Marketing Through Viral Product Design
Ever since the first chain mail went, to borrow from a term that wouldn’t be coined till a century and a half later, ‘viral’, marketers have been intrigued by the prospect of hard-coding social momentum into the design of the product. Popular examples of these are referral systems that earn you incentives for sharing it with your friends.
Virality vs Word of Mouth
Now, before we tell you more about this. We want to make sure you understand that virality is often confused with Word Of Mouth. Word of Mouth is when a product’s design, or customer experience is so good that people can’t stop recommending it to their friends or writing about it. For example, if my food delivery app makes it very easy for me to find my favorite snacks, I’ll talk about it to my friends. That is word of mouth.
Virality, on the other hand, is a term that is used to denote people sharing a product in the context of using it. If I share the news of the day on Twitter, it doesn’t mean that I particularly love Twitter. It means that I can’t get that kind of outcome on any other platform.
What is Viral Product Design?
Viral product design is a blanket term for incorporating both features and core characteristics that drive peer-to-peer interaction and encourage more people to adopt the product. The broad umbrella term of design can be further broken down into characteristics and features. Viral characteristics mostly have to do with the core design elements like content, UI, UX, value, and the psychological effect it has on the user. Viral features mostly have to do how a product is shared and how the experience of it is expressed to other prospective users.
Viral features can include a variety of things not limited to generating notifications about other users activities, enabling communication with other users, and personalized user experience.
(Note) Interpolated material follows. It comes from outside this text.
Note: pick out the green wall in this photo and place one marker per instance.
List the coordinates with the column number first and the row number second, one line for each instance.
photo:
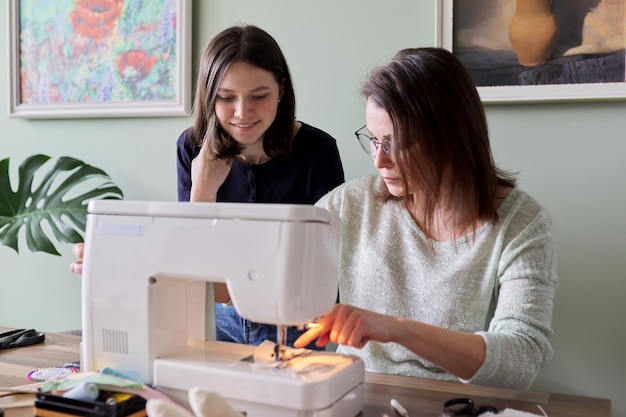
column 569, row 156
Some of the popular viral product features are personalized referrals and automated broadcast notifications.
Characteristics that lead to Virality
Often, product development and marketing are seen to be separated by a firewall. This leads to a disconnect between the product’s core use case and its marketing needs. Hence, a well known bias known as the Valence effect comes into play: where product managers believe that the virality of a product comes solely from quality, and hence if the product is of sufficient quality, virality will naturally ensue. Unless, there is an external amplifier of the product, this isn’t the most efficient way to go. In order to guarantee widespread adoption, the product development and marketing considerations need to work in tandem.
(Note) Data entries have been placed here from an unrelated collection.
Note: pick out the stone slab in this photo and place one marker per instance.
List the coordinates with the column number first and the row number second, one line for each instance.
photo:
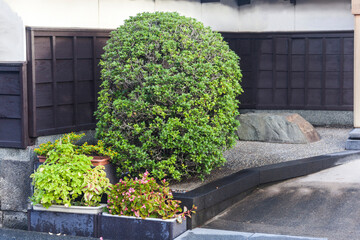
column 222, row 192
column 15, row 185
column 16, row 220
column 352, row 144
column 280, row 128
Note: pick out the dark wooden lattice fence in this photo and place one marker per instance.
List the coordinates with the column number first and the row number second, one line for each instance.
column 307, row 70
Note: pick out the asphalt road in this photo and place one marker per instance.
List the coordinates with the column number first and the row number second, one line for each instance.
column 325, row 204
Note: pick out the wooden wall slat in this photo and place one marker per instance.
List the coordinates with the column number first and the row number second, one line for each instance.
column 286, row 70
column 64, row 78
column 13, row 105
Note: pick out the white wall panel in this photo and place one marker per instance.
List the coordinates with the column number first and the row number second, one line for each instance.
column 12, row 40
column 318, row 15
column 112, row 13
column 189, row 8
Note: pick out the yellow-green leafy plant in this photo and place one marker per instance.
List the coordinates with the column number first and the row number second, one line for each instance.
column 91, row 150
column 45, row 148
column 95, row 185
column 65, row 177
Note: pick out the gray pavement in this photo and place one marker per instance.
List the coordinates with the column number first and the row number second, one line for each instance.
column 212, row 234
column 16, row 234
column 324, row 204
column 248, row 154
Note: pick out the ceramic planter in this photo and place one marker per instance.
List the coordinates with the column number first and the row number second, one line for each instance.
column 124, row 227
column 96, row 160
column 74, row 220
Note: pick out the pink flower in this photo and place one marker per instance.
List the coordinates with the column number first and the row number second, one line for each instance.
column 136, row 213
- The utility of the product is enhanced through interaction: Simply, the product becomes better when your friends are on it. Imagine what Facebook would be like if none of your friends were on it. The need for interaction in order to enhance the core value is what incentivizes people to share it with others and have their friends sign up for the service or product.
- The product’s users benefit from networks synthesized as a result of its connections: The product gives the user access to broader networks that they wouldn’t otherwise have access to. In fact, a core component of the value that a user derives from the product will be rooted in the vast networks that they synthesize on the product. The product hence, incentivizes people to grow communities around common factors, life experiences, professions, or anything else.
- The product benefits from its existing networks and adds value to the users’ existing connections: The product does more than enable high quality interaction between users. A product derives its virality from its ability to incentivize people to connect with networks. Even if the user doesn’t personally invite anyone, they should be able to connect with the existing networks and derive as much or more value than they could have from the user’s own personal networks.
- The product exhibits high user retention: The product has a unique ability to not only get people to join, but also to get people to stay. Products with viral design usually have a low attrition rate. Users typically don’t invite their friends on to a product if they’re not personally whole-heartedly invested in the product. The fate of a viral design is usually contingent upon how confident a user feels in approving their own personal seal of approval on it.
- The product’s utility is ubiquitous and instantly recognizable: A product’s virality also depends on how much of a market need the product’s problem statement really is. It is more likely to be viral if it addresses a gap that the market is already talking about. That leads to the marketability of the gap directly translating to the marketability of the product.
Product marketing is a question that has long flummoxed marketeers, and although strategies pushing virality have been around as long as communication itself, it takes a whole new meaning with the continuously evolving landscape of digital media. In order to fully take advantage of their resources, marketing needs to be a much more integral part of the design process. The marketer must own not only the UI/UX, but core functionality also. While we regret the inevitable increase in the workload of the marketer, it presents a great opportunity for Joe McMarketer to justify marketing budgets next quarter.